La Iglesia es una institución basada en la jerarquía, cuyos miembros, deben obediencia a los Pastores sagrados en su correcta enseñanza de la Fe y de la Moral y en sus actos de gobierno, — máxime cuando se trata de la enseñanza y del gobierno del Sumo Pontífice. Sin embargo, a los dirigentes de la Iglesia no les es permitido que abusen de su autoridad, ni que perjudiquen el bien común, en mayor grado que el permitido a los gobernantes de simples comunidades civiles. En verdad, el deber de los Pastores sagrados es aún más elevado que el de los gobernantes seculares, cuando se trata de administrar con justicia y de aceptar una correción, siempre que ésta se justifique.
Por eso, los Grandes Santos y los Doctores de la Iglesia no han dudado en afirmar el derecho y el deber de los fieles — incluso de los miembros del Clero — de amonestar, aun públicamente, si necesario, y de pedir la retractación de un superior jerárquico, cuyos actos representen un escándalo público, que pongan la Fe en peligro o que perjudiquen el bien común de la Iglesia. Por ejemplo, en la Summa Theologica, sobre la cuestión “Si un hombre tiene el deber de censurar a su Prelado”, Santo Tomás nos enseña:
“Sin embargo, es preciso observar que si la Fe corre peligro, un subordinado debería censurar a su Prelado aunque sea en público.
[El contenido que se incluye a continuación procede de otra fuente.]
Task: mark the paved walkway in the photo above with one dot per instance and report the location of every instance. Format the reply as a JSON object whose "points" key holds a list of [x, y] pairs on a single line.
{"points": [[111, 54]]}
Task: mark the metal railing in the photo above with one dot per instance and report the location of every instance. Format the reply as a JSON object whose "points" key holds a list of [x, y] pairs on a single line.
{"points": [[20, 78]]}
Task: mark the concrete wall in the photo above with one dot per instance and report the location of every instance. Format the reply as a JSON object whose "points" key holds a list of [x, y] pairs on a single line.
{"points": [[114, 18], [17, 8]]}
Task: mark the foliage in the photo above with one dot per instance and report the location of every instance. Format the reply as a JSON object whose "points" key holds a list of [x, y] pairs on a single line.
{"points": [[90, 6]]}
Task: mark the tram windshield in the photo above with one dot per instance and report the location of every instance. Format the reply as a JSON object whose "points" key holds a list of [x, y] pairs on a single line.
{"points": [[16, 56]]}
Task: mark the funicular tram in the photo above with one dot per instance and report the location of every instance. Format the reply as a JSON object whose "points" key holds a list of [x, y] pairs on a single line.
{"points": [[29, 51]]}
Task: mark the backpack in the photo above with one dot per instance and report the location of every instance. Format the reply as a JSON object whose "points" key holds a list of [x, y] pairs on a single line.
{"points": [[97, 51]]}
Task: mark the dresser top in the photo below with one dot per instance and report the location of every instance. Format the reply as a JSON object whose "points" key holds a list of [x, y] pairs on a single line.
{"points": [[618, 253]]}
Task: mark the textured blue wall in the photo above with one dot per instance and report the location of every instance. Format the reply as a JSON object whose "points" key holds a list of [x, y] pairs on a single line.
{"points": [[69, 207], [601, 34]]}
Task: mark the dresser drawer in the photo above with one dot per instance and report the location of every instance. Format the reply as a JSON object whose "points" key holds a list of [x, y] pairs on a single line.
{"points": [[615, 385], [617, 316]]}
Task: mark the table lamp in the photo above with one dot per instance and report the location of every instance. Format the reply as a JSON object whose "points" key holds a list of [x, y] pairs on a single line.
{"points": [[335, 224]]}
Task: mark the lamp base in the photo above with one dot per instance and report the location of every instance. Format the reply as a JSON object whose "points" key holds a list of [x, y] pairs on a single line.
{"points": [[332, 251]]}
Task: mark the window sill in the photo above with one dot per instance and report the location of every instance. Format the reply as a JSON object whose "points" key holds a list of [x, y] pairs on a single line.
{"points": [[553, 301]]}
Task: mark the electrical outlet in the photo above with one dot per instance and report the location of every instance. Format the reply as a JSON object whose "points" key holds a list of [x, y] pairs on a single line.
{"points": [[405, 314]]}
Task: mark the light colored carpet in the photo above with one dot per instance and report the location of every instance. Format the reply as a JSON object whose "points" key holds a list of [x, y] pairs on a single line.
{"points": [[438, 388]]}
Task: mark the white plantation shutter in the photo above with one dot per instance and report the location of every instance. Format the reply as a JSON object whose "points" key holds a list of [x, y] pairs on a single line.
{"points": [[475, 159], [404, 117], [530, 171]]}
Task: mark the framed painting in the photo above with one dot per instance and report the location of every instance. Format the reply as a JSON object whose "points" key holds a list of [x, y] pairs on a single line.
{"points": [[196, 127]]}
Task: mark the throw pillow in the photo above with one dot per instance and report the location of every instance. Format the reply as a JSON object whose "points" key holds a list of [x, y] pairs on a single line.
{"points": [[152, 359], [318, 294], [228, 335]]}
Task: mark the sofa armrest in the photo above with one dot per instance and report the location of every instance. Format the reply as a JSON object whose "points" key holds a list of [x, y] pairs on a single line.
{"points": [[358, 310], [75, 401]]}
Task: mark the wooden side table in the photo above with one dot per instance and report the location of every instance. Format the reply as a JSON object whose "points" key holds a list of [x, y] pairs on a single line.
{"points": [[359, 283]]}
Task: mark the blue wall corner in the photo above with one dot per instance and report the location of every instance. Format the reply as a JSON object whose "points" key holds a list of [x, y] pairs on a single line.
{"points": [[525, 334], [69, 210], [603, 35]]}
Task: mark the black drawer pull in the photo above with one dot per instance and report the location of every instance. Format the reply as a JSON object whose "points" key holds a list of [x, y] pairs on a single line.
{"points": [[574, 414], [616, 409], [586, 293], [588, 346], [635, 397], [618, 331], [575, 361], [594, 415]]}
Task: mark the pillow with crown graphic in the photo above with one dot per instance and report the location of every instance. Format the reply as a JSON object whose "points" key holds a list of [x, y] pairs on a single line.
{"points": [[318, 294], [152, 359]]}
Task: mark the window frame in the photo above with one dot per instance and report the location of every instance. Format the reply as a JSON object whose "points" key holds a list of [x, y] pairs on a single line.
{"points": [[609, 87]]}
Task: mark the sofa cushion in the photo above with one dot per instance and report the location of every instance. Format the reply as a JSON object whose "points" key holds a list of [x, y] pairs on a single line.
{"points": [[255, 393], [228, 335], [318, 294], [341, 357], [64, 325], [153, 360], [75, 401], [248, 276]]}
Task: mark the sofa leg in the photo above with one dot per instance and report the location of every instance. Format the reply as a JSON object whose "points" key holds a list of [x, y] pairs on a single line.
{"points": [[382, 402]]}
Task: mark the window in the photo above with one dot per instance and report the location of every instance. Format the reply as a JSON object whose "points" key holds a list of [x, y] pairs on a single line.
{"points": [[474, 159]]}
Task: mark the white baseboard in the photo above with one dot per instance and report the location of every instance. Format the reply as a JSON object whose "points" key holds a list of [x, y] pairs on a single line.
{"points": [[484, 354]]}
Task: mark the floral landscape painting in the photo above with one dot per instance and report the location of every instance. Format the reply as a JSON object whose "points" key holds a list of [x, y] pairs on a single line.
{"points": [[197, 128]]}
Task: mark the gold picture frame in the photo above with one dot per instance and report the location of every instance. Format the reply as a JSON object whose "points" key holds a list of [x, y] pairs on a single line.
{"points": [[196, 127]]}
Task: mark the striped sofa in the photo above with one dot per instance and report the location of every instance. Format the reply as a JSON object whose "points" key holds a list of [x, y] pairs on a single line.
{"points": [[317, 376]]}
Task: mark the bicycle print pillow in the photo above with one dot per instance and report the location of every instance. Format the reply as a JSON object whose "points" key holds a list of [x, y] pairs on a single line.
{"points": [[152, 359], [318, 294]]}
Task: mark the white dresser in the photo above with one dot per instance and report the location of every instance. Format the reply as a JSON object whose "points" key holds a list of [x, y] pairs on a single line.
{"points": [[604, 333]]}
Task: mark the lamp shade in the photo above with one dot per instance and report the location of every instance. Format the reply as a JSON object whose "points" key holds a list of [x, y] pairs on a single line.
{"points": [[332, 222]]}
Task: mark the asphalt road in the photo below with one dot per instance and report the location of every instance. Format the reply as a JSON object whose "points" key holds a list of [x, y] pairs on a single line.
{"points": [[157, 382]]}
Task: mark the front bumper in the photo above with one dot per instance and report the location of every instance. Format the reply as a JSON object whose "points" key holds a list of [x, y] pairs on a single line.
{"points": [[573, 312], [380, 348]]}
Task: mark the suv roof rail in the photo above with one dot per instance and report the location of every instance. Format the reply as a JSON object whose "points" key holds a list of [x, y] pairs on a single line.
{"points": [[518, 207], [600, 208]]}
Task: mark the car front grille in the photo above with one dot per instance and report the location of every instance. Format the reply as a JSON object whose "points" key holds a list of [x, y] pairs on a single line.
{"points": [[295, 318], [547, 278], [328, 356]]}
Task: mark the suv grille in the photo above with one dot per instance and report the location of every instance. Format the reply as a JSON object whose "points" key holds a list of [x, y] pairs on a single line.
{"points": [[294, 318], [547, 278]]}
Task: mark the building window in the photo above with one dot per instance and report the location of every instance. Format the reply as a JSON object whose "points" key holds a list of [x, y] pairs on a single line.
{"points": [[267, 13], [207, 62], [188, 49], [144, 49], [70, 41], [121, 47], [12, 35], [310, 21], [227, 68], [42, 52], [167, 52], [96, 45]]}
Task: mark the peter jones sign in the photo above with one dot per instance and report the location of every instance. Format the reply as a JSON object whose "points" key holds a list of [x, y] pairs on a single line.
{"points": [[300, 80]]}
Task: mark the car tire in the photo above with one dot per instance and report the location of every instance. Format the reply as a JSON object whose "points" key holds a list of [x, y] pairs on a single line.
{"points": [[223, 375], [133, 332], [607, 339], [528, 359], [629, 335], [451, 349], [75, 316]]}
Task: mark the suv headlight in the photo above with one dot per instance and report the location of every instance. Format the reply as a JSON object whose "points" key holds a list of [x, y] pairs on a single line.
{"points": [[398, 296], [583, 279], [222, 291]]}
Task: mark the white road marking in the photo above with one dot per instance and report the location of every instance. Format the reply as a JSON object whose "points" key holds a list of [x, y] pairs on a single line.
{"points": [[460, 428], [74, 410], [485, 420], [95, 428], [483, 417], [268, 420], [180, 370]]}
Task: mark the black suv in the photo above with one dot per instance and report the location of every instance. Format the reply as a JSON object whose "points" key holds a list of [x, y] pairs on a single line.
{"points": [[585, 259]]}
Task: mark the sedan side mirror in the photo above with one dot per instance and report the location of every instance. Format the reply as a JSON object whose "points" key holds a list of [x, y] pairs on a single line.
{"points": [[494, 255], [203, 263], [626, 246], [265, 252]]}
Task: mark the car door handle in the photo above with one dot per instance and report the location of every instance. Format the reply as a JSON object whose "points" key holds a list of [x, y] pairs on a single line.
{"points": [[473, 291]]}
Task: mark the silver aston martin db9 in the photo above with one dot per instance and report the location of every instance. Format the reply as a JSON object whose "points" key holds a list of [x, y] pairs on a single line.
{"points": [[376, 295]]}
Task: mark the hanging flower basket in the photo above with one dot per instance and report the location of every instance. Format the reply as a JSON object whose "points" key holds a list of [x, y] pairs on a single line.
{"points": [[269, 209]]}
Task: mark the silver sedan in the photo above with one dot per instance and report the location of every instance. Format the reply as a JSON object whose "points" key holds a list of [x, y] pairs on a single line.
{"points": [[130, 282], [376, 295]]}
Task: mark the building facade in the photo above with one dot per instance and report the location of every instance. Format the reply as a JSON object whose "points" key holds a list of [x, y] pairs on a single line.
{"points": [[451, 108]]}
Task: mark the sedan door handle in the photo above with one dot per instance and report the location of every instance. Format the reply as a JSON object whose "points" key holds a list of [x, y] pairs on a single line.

Por eso Pablo, que era subordinado de Pedro, lo censuró públicamente, a causa del inminente peligro de un escándalo concerniente a la Fe. (…)”1
Conforme relata la Sagrada Escritura (Gal. 2:11-14), Pedro, al negarse a comer con los gentiles bautizados en Antioquia, había escandalizado a los potenciales conversos y ponía en riesgo la misión de la Iglesia, por mostrar que guardaba algunos de los preceptos mosaicos relativos a la alimentación.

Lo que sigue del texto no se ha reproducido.